SUL LUOGO DEL DELITTO Dopo mezzo secolo, a Coventry hanno deciso di tornare sul luogo del “delitto”. Nel 1961, a Ginevra, nel Parc des Eaux Vives, Sir William Lyons fece infatti debuttare la mitica E-type, una macchina che segnato la storia delle gran turismo moderne. E proprio da lì partono le celebrazioni dell’anniversario, con la possibilità di fare brevi giri a bordo di esemplari d’epoca, in occasione del Salone di Ginevra.

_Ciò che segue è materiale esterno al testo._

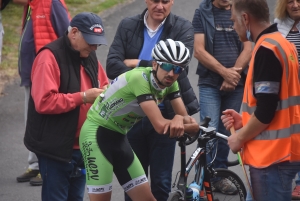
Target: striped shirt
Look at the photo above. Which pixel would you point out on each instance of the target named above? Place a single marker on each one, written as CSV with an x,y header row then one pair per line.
x,y
294,37
226,44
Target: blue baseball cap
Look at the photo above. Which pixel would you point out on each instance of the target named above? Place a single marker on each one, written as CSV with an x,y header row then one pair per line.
x,y
91,27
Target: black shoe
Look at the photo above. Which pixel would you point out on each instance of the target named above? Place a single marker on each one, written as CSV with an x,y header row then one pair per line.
x,y
36,181
224,186
27,175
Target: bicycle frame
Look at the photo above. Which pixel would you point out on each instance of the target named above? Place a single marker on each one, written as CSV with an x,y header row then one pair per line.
x,y
199,155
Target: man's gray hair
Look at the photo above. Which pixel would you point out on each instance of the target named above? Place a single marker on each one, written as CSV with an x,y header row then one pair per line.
x,y
259,9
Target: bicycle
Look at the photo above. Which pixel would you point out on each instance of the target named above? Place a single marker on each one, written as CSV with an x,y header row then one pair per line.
x,y
204,172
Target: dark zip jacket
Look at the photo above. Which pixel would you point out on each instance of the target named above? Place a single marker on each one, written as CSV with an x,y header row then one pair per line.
x,y
52,135
128,43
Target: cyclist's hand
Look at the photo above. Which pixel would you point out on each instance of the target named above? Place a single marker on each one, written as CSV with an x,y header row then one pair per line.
x,y
176,126
231,118
188,120
92,94
234,143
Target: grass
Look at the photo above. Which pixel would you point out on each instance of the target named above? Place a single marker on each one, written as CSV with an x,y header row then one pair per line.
x,y
12,22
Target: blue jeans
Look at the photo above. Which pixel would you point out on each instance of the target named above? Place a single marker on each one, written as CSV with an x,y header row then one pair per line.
x,y
274,182
212,103
154,150
297,181
60,181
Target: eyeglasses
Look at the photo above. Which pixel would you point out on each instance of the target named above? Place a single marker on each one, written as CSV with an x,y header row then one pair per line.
x,y
168,67
98,45
229,29
162,1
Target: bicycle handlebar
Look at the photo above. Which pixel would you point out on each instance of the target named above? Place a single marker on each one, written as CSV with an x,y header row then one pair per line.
x,y
220,135
203,126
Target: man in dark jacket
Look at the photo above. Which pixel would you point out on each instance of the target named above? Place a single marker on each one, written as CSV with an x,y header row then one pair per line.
x,y
66,78
132,45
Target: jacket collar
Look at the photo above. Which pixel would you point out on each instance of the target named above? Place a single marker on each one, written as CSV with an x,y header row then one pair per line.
x,y
284,26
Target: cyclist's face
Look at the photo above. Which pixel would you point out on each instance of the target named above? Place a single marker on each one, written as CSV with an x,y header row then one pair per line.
x,y
167,78
159,9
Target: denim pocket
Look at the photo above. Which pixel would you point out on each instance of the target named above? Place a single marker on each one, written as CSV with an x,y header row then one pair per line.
x,y
287,173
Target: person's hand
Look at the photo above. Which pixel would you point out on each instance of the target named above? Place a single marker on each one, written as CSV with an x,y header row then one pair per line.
x,y
231,75
234,143
227,87
188,120
176,127
190,125
92,94
131,63
231,118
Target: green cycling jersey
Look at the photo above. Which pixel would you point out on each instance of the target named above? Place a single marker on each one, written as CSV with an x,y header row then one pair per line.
x,y
119,109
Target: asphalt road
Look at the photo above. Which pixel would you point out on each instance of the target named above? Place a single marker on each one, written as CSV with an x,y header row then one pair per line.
x,y
13,154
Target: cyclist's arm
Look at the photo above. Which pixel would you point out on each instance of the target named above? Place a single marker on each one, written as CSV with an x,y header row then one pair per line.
x,y
152,111
190,124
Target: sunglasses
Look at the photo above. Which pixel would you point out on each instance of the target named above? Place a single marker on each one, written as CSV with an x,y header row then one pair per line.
x,y
168,67
162,1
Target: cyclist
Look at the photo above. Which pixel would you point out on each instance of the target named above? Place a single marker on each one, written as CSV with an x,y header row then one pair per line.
x,y
130,97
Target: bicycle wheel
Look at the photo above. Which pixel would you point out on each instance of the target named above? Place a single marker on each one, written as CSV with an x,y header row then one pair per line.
x,y
174,196
229,186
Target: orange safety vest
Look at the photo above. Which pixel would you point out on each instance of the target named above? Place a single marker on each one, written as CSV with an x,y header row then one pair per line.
x,y
43,30
281,139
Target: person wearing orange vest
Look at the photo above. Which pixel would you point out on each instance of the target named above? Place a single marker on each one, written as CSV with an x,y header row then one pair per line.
x,y
269,127
43,22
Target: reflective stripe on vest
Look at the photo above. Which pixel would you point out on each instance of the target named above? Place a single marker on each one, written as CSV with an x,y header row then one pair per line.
x,y
281,139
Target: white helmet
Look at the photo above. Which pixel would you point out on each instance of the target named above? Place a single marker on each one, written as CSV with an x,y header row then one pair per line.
x,y
171,51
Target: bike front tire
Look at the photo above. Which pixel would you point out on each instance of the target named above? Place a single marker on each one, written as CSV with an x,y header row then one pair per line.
x,y
231,179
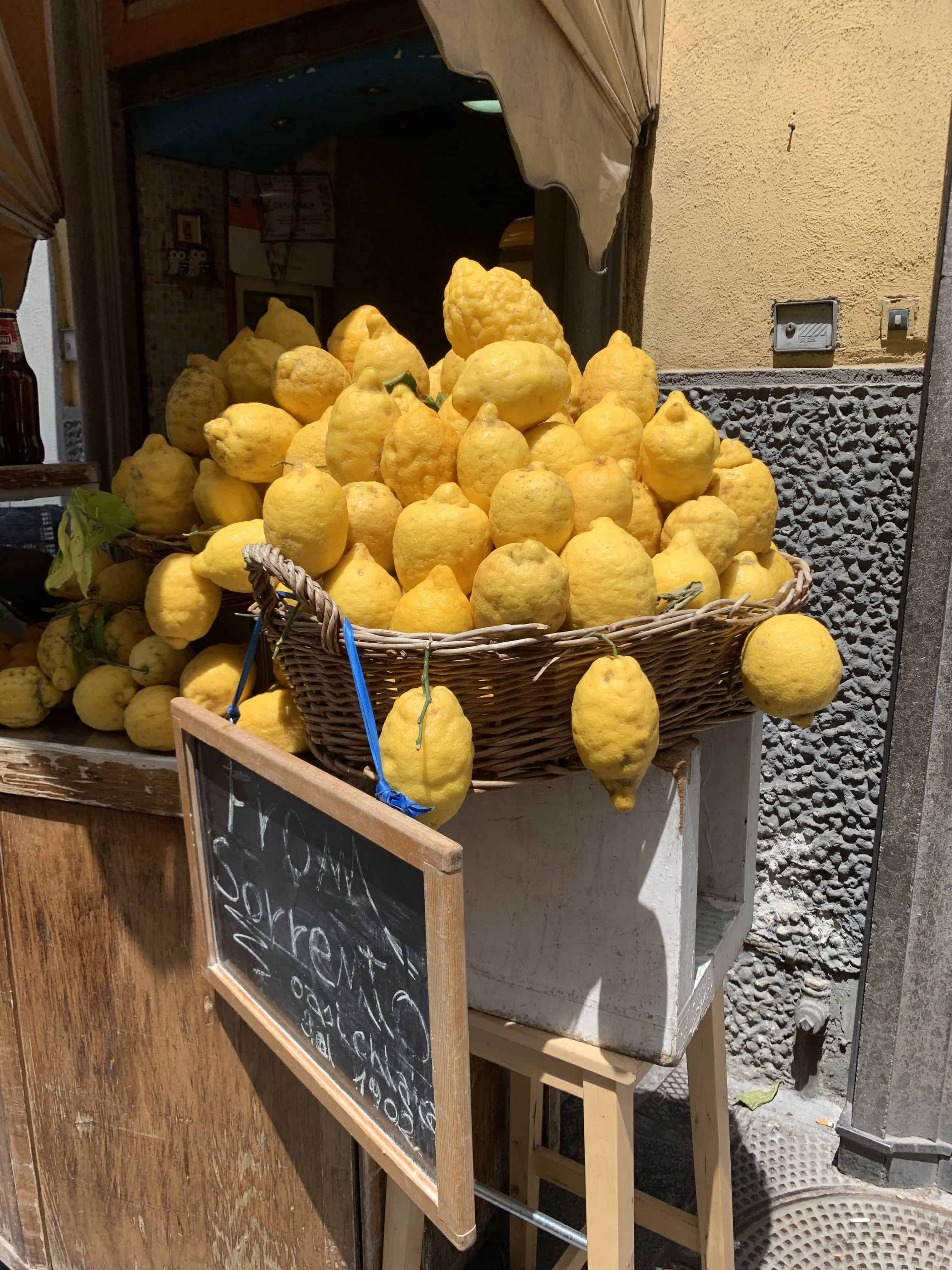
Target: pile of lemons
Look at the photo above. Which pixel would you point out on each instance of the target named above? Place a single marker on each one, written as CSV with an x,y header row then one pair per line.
x,y
503,486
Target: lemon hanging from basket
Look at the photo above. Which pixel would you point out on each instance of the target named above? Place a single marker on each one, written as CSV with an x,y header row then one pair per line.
x,y
616,726
427,750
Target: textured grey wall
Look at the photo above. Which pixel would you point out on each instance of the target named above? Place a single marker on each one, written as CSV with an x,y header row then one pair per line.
x,y
841,448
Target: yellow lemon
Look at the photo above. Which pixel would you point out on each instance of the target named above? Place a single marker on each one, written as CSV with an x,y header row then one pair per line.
x,y
390,355
522,582
444,529
308,445
196,397
55,655
230,350
611,428
306,381
348,336
777,566
211,679
248,373
532,503
223,500
682,562
102,695
450,370
434,606
601,488
678,451
122,583
201,361
221,559
558,445
621,368
616,726
645,524
372,512
454,418
526,383
27,696
251,441
124,632
362,590
745,576
419,455
148,719
748,489
286,327
714,525
610,577
154,662
440,773
482,306
791,667
360,422
275,718
159,484
489,449
305,519
181,606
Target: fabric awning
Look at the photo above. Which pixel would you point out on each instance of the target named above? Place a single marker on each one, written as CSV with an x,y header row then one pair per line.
x,y
577,81
31,203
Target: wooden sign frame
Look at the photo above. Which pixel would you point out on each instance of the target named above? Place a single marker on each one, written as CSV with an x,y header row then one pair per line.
x,y
449,1203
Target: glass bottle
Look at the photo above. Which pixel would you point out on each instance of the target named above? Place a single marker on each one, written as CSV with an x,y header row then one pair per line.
x,y
20,403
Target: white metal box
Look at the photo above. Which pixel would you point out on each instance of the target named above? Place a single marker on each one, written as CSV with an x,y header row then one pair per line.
x,y
614,929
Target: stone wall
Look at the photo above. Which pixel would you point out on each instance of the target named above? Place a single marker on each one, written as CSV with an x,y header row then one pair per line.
x,y
841,446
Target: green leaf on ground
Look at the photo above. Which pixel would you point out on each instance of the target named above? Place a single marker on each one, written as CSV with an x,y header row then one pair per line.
x,y
756,1099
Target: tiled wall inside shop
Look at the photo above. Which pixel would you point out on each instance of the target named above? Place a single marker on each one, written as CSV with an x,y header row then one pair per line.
x,y
841,446
179,315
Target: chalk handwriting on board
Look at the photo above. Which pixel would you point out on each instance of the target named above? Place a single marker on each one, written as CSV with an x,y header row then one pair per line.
x,y
331,929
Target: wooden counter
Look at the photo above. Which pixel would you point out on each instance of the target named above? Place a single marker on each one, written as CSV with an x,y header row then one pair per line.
x,y
141,1122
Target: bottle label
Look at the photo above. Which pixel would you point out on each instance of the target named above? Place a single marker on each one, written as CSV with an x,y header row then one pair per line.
x,y
11,340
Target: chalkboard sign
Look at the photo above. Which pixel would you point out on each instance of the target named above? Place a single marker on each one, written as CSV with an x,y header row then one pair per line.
x,y
334,925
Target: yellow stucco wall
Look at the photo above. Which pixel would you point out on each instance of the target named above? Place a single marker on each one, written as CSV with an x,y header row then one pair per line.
x,y
850,209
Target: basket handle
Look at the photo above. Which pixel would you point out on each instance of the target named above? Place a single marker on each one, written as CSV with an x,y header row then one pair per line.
x,y
384,792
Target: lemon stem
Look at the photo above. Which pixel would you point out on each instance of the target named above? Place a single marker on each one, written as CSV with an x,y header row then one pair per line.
x,y
615,651
427,695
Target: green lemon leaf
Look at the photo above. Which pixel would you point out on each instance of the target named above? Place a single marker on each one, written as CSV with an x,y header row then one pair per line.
x,y
756,1099
407,378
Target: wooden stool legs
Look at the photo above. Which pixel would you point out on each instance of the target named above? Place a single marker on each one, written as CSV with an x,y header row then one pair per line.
x,y
710,1130
606,1084
609,1112
525,1138
403,1231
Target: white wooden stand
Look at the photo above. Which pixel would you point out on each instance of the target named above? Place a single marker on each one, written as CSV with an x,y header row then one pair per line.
x,y
606,1083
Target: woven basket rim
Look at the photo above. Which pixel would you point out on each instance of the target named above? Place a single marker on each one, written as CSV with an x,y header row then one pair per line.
x,y
263,561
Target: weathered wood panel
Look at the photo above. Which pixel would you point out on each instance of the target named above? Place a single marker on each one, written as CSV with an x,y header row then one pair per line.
x,y
167,1135
22,1241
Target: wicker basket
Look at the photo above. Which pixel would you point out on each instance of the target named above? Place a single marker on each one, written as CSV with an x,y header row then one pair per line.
x,y
514,684
153,550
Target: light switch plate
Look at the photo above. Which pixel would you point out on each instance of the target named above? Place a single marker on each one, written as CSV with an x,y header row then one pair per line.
x,y
805,326
887,332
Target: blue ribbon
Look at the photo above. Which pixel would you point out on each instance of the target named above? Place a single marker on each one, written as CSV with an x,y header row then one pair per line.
x,y
384,792
233,714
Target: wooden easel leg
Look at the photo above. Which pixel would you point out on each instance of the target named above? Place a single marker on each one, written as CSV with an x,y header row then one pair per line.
x,y
403,1231
610,1173
525,1136
710,1126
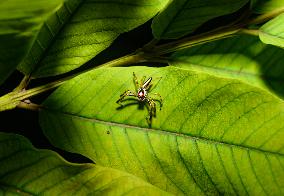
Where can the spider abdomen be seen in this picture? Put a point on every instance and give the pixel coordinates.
(142, 93)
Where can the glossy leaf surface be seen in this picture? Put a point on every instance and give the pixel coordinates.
(273, 31)
(19, 25)
(94, 25)
(213, 135)
(264, 6)
(243, 57)
(25, 170)
(182, 17)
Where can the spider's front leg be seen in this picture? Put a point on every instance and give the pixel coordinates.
(160, 100)
(135, 81)
(125, 94)
(152, 110)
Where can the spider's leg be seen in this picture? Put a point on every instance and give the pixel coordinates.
(142, 80)
(125, 94)
(151, 110)
(135, 81)
(151, 86)
(160, 99)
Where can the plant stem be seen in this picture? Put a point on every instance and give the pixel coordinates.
(254, 32)
(23, 84)
(14, 98)
(29, 106)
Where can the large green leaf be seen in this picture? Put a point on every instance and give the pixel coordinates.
(25, 170)
(243, 57)
(20, 22)
(272, 32)
(182, 17)
(212, 136)
(265, 6)
(95, 24)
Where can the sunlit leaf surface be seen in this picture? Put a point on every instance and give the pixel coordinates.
(273, 31)
(213, 135)
(184, 16)
(25, 170)
(93, 26)
(242, 57)
(20, 22)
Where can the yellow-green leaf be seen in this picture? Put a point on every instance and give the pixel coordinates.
(20, 22)
(94, 25)
(272, 32)
(243, 57)
(25, 170)
(213, 135)
(182, 17)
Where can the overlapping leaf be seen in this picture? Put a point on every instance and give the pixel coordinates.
(25, 170)
(212, 136)
(184, 16)
(92, 28)
(273, 31)
(242, 57)
(20, 23)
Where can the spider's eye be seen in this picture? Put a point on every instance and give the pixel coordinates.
(141, 94)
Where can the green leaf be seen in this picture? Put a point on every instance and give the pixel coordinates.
(212, 136)
(264, 6)
(94, 25)
(184, 16)
(272, 32)
(244, 57)
(25, 170)
(20, 22)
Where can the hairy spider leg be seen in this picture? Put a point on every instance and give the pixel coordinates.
(160, 99)
(142, 81)
(152, 110)
(135, 82)
(147, 84)
(153, 86)
(125, 94)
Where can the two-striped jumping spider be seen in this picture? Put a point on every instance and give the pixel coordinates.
(142, 96)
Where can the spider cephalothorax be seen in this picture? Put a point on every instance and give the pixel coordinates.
(142, 95)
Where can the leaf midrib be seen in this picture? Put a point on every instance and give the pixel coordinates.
(165, 132)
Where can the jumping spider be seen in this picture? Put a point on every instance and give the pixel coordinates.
(142, 96)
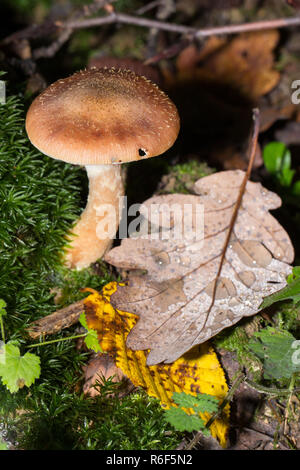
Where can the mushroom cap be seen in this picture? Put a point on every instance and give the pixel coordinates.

SECONDA SPREMITURA All’interno dell’Expo, invece, nello stand del Giaguaro, a soffiare sulle 50 candeline della sua antenata, ci sono anche i quattro scarichi della nuova Jaguar XKR-S. Questa versione va a rifare la punta alla gamma XK, presentandosi addirittura come la Jaguar di serie più potente di ogni tempo. Il noto V8 5.0 supercharged della XKR è stato spremuto per bene dai motoristi inglesi e guadagna 40 cv, arrivando a un totale di 550. La coppia massima è invece di 680 Nm. Su strada questi valori permettono alla Jaguar XKR-S di scattare da 0 a 100 in 4,4 secondi e di toccare i 300, ma solo nel senso di km/h. La nuova XKR-S resta invece sotto i 300 g/km di CO2, un primato per la categoria delle supercar.

ALI PER VOLARE Parte del merito va alla costruzione in alluminio, che fa della Jaguar XKR-S una tra le sportive più leggere, ma una bella mano la dà anche l’aerodinamica, qui curata più che mai. In particolare, nel muso spicca il nuovo fascione paraurti, con inedite feritoie laterali, un grande spoiler inferiore e piccole prese dinamiche alla base del cofano, che ha poi ampi squarci anche nella parte superiore. In coda si contendono invece gli sguardi l’alettone sopra il portellone e il diffusore in carbonio, che incornicia anche la doppia coppia di terminali di scarico. Non si vedono, infine, ma promettono di fare una bella differenza su strada le modifiche alle sospensioni, che promettono una maggior sensibilità nella guida al limite.